Week 2 brought much cooler temps and small glimpses of my old running self. Taking training one day at a time is working wonders and I stop myself if I start thinking too far ahead. Dare I say that I’m enjoying myself?! Yes, that is the old marathon training Kristy speaking. I hope she hangs around.
I wanted to mention where I’m getting some of the speed workouts and target times from. Although I don’t agree with the philosophy of the book, Run Less, Run Faster has great no frills speed workouts with target times based on your goal finish time. I’ve used these workouts in the past and had a lot of success. I also want to keep my training simple – track, tempo, and GMP work. Sometimes I completely alter the workout and sometimes I look at the target time and laugh (this usually happens during a track day).
AM workout 1: 8 miles easy
AM workout 2: 2.5 miles of hills + plyometrics
So workout 1 was at a super easy pace. My Garmin died halfway through but I swear my pace was around 10:30. I was pretty tired so I ran whatever I wanted.
A few weeks ago I started teaching a Run Strong class. Think running (different workouts each week) + strength training (sometimes prehab-type stuff, sometimes good old squats and lunges). I often run with the class and generally don’t “count” those miles. Today was an exception. 2.5 miles of hills and then plyometrics. I slept very good on Monday night!
7 miles with 5 miles at 8:23 (8:22, 8:23, 8:14, 8:06, 8:04)
Guilty as charged on this one. This was supposed to be a GMP tempo (although GMP should be closer to 8:15-8:20). I held back for the first 2 tempo miles – the pace felt really easy. Then I just let it go. Definitely not a smart move – GMP workouts are supposed to feel easy – but it felt damn good.
Rest (and Fiona’s newest trick)!
6 miles with 4x800m @ 3:23 (3:27, 3:28, 3:32, 3:30)
This was one of those workout where I looked at the target time and laughed. My raw speed is not there…yet. I rallied hard for the last one – fueled by sheer frustration over the 3rd repeat. I looked at my training log from Summer 2011 (the last time I did 800s with any consistency) and my times were 3:24-3:27ish. So today wasn’t awful but there’s definitely room for improvement.
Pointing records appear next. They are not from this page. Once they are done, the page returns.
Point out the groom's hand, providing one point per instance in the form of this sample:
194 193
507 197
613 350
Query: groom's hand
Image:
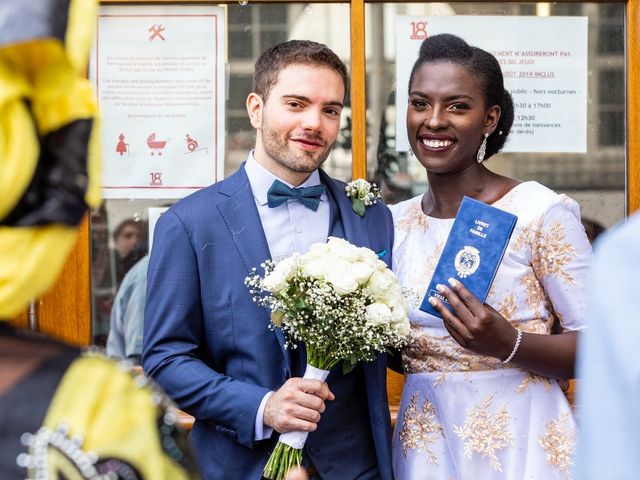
297 405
3 easy miles with Fiona in the BOB
I leave the Garmin at home on these runs and take it very easy.
15 miles (9:13 avg pace)
A really nice run! I started with 10 miles of rolling hills and then a few miles on flat, gravel trails. Perfect prep for the Via marathon.
I’m enjoying my Sunday barre days but my legs are shot the day after a long run. It’s funny – I never realized how tired my legs are from running until I did barre. Every time we begin the legs segment, I need to stop and rest. Today was heavy on quad work and I wanted to cry. See how attractive I make barre sound?! I did lots of modifications today.
Overall mileage was 41.5 for the week which isn’t much different from week 1. All those extras take time and I will gladly sacrifice a few miles for them.